Pence Isaac J, Beaulieu Dawn B, Horst Sara N, Bi Xiaohong, Herline Alan J, Schwartz David A, Mahadevan-Jansen Anita
Department of Biomedical Engineering, Vanderbilt University, Nashville, Tennessee 37235, USA.
Division of Gastroenterology, Hepatology & Nutrition, Department of Medicine, Vanderbilt University Medical Center, Nashville, Tennessee 37235, USA.
Biomed Opt Express. 2017 Jan 4;8(2):524-535. doi: 10.1364/BOE.8.000524. eCollection 2017 Feb 1.
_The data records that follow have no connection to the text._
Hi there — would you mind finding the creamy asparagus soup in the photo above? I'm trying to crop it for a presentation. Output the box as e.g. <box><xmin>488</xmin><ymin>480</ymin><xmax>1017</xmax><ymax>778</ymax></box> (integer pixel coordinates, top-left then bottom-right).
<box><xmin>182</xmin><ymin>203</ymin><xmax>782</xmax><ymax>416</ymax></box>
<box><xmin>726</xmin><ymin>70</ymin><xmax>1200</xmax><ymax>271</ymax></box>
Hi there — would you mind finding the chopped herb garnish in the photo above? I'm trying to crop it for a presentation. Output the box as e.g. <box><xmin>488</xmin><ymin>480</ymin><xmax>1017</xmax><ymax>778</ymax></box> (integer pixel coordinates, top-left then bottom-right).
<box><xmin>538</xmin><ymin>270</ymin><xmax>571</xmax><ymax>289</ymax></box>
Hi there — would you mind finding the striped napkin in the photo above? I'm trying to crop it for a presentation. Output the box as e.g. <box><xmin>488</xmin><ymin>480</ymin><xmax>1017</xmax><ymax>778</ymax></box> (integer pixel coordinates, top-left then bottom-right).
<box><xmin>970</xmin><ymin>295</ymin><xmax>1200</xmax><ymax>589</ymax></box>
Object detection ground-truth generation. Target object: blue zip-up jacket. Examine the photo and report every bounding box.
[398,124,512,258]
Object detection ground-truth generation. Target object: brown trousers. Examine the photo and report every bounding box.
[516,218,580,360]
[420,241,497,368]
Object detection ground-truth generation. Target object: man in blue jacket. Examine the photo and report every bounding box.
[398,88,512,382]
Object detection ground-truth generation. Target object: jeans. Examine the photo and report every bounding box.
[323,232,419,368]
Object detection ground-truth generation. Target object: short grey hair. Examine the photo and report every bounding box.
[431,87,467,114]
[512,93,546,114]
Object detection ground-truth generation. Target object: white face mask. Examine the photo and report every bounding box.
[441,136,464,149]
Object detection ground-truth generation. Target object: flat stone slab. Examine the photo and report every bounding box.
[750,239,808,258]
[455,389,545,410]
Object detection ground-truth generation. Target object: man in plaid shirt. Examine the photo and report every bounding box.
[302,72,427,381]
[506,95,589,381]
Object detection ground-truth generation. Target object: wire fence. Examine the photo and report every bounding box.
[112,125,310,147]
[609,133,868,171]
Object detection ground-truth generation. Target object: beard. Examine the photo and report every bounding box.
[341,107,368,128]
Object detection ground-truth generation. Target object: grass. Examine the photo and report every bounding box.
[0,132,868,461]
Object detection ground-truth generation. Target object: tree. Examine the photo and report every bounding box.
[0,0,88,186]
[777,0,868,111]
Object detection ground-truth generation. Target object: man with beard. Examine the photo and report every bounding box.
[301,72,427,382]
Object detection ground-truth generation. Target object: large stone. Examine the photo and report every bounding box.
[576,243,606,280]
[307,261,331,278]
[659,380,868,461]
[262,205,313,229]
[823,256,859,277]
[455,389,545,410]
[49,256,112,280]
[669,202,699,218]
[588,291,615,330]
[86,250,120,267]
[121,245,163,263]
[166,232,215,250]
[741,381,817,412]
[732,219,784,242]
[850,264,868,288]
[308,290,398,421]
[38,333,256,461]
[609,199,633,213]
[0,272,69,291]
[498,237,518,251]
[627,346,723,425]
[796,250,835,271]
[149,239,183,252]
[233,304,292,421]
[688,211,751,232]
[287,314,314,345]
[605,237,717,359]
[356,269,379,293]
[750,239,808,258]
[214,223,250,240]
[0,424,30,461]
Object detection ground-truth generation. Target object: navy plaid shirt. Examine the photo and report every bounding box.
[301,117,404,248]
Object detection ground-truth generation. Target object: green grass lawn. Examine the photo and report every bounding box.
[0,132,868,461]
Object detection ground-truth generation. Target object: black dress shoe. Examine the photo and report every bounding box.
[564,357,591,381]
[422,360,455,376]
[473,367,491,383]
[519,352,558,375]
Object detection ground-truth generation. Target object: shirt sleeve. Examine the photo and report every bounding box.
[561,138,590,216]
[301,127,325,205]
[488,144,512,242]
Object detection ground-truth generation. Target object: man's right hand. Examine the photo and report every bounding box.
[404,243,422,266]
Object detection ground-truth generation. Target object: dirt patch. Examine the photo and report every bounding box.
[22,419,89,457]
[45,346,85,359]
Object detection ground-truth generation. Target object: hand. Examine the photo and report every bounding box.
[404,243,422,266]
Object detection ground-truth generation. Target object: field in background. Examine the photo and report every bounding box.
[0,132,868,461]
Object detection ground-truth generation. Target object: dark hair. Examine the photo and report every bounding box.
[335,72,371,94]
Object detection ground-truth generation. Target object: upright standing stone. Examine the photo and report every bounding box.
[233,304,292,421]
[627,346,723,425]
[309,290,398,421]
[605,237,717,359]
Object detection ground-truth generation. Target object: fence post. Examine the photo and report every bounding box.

Inflammatory bowel disease (IBD), including ulcerative colitis (UC) and Crohn's disease (CD), affects over 1 million Americans and 2 million Europeans, and the incidence is increasing worldwide. While these diseases require unique medical care, the differentiation between UC and CD lacks a gold standard, and therefore relies on long term follow up, success or failure of existing treatment, and recurrence of the disease. Here, we present colonoscopy-coupled fiber optic probe-based Raman spectroscopy as a minimally-invasive diagnostic tool for IBD of the colon (UC and Crohn's colitis). This pilot study of subjects with existing IBD diagnoses of UC (n = 8), CD (n = 15), and normal control (n = 8) aimed to characterize spectral signatures of UC and CD. Samples were correlated with tissue pathology markers and endoscopic evaluation. The collected spectra were processed and analyzed using multivariate statistical techniques to identify spectral markers and discriminate IBD and disease classes. Confounding factors including the presence of active inflammation and the particular colon segment measured were investigated and integrated into the devised prediction algorithm, reaching 90% sensitivity and 75% specificity to CD from this data set. These results represent significant progress towards improved real-time classification for accurate and automated detection and discrimination of IBD during colonoscopy procedures.
炎症性肠病(IBD),包括溃疡性结肠炎(UC)和克罗恩病(CD),影响着超过100万美国人以及200万欧洲人,且全球发病率正在上升。虽然这些疾病需要独特的医疗护理,但UC和CD之间的鉴别缺乏金标准,因此依赖于长期随访、现有治疗的成败以及疾病的复发情况。在此,我们展示了基于结肠镜耦合光纤探头的拉曼光谱技术,作为一种用于结肠IBD(UC和克罗恩结肠炎)的微创诊断工具。这项针对已确诊为UC(n = 8)、CD(n = 15)的IBD患者以及正常对照(n = 8)的初步研究旨在表征UC和CD的光谱特征。样本与组织病理学标志物及内镜评估相关联。使用多元统计技术对收集到的光谱进行处理和分析,以识别光谱标志物并区分IBD及疾病类别。对包括存在活动性炎症和所测结肠特定节段等混杂因素进行了研究,并将其纳入所设计的预测算法中,从该数据集中对CD的检测灵敏度达到90%,特异性达到75%。这些结果代表了在结肠镜检查过程中朝着改进实时分类以实现IBD的准确自动检测和鉴别取得的重大进展。